İnsanlarda güzel olan yüzdür; yüzde güzel olan gözdür. İnsanı insan yapan ise ağızdan çıkan sözdür.
Hamdım, piştim, yandım.
Bir mum diğer bir mumu tutuşturmakla ışığından bir şey kaybetmez.
Zalimin zulmü karanlık kuyudur. Sonunda içinde boğulur.
Dünya; dedikodu, tartışma ve bahis kuyusudur. Bu kuyuya düşersen sağlam çıkamazsın.
İnsan gözden ibarettir. Göz ise dostu gören gözdür.
Hürmet eden hürmet görür.
Halk arasında meşhur olmak, sırlara ermeye engeldir. Şöhretten kurtulmaya bak.
Dil çakmaktaşı ve demiri gibidir. Dilden çıkan ateş olur.
Helal lokma nuru ve olgunluğu arttırır. İlim, hikmet, aşk, incelik helal lokmadan doğar. Lokma tohumdur. Mahsulü fikir. Lokma denizdir, incisi fikir.
Allah ne alırsa ona karşılık insanda bulunur. Bunun için veliler kaybettiklerine üzülmez ve Allah’a itiraz etmezler.
Başköşelere hevesi bırak. Senin başköşen Hakk’ın yoluna revan olmaktır.
İftitah tekbirinin manası şudur: Allah’ım biz senin huzurunda kurbanız. Koyun keserken Allah-u Ekber deriz. Allah büyüktür der de hayvanı keseriz. Namaza başlarken Allah-u Ekber demekle şunu demek istiyorsun: Allah’ım hayvan olan nefsimi isminle kesiyorum.
İyiyim desem yalan olur, kötüyüm desem inancıma dokunur. En iyisi şükre vurayım dilimi, belki o zaman kalbim kurtulur.
Misafirsin bu hanede ey gönül, umduğunla değil bulduğunla gül, hane sahibi ne derse o olur, ne kimseye sitem eğle, ne üzül.
Şefaat ve merhamette güneş gibi ol, başkalarının kusurunu örtmede gece gibi ol, cömertlikte ve yardım etmede akarsu gibi ol, hiddet ve asabiyette ölü gibi ol, tevazu ve alçak gönüllülükte toprak gibi ol, ya olduğun gibi görün, ya göründüğün gibi ol.

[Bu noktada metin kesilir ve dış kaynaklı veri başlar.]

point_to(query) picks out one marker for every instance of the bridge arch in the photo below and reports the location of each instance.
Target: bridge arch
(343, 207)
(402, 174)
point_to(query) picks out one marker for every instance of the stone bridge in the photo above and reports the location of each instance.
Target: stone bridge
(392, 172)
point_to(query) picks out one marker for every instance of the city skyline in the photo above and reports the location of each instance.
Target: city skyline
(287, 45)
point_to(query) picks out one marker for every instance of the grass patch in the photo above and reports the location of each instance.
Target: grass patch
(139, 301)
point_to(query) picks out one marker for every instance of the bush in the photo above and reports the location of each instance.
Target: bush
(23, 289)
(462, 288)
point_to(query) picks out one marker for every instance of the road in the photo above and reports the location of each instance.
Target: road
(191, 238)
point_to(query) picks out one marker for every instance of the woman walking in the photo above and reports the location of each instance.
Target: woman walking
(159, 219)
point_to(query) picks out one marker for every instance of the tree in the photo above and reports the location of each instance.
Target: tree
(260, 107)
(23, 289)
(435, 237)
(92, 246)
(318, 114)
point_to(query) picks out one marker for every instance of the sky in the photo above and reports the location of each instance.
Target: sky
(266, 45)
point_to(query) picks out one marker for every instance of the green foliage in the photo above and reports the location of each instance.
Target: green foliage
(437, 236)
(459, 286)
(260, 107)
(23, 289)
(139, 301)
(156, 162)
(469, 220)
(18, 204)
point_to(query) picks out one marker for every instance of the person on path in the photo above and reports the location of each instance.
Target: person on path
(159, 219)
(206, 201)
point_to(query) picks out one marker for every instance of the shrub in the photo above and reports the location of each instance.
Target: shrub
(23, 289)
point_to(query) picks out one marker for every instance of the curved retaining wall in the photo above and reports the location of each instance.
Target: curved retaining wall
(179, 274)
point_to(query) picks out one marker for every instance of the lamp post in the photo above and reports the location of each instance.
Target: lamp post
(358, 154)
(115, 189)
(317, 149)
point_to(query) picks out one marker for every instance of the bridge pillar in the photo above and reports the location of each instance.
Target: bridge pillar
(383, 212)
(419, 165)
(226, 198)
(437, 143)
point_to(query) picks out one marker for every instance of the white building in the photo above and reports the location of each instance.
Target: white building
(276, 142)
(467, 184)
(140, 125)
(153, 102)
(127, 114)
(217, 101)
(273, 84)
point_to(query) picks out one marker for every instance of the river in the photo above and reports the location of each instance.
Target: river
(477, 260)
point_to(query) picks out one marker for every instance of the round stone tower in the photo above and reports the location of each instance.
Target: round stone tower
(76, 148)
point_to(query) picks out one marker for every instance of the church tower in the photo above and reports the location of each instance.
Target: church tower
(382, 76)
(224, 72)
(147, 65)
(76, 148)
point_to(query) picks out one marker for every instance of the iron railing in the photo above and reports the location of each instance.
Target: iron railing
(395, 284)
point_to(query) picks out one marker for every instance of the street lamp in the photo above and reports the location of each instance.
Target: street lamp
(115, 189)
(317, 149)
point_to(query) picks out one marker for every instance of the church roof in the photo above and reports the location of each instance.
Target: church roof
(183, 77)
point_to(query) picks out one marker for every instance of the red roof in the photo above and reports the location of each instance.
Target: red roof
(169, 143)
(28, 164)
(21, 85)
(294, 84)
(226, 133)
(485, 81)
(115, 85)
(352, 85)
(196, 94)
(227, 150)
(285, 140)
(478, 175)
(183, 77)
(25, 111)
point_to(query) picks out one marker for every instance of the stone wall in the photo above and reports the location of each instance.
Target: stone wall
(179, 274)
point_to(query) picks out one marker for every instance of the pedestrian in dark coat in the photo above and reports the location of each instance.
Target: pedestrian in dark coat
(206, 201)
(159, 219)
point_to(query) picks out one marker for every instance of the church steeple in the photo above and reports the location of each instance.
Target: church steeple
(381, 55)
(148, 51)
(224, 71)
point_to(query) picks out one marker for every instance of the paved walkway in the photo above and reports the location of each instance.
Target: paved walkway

Canım bedenimde oldukça Kur’an’ın kuluyum, seçilmiş Muhammed’in yolunun toprağıyım. Birisi, sözlerimden başka bir söz naklederse; Ondan da şikâyetçiyim, bu sözden de şikâyetçiyim. Bir yandan korku, bir yandan ümidin varsa iki kanatlı olursun. Tek kanatla uçulmaz zaten. Sopayla kilime vuranın gayesi kilimi dövmek değil, kilimin tozunu almaktır. Allah sana sıkıntı vermekle tozunu, kirini alır. Niye kederlenirsin? Taş taşlıktan geçmedikçe parmaklara yüzük olamaz. Yüzük olmak dileyen taş ezilmeyi, yontulmayı göze almalıdır.
Dost ol da, dostu gör.
İnsanın değeri, aradığı şeydir.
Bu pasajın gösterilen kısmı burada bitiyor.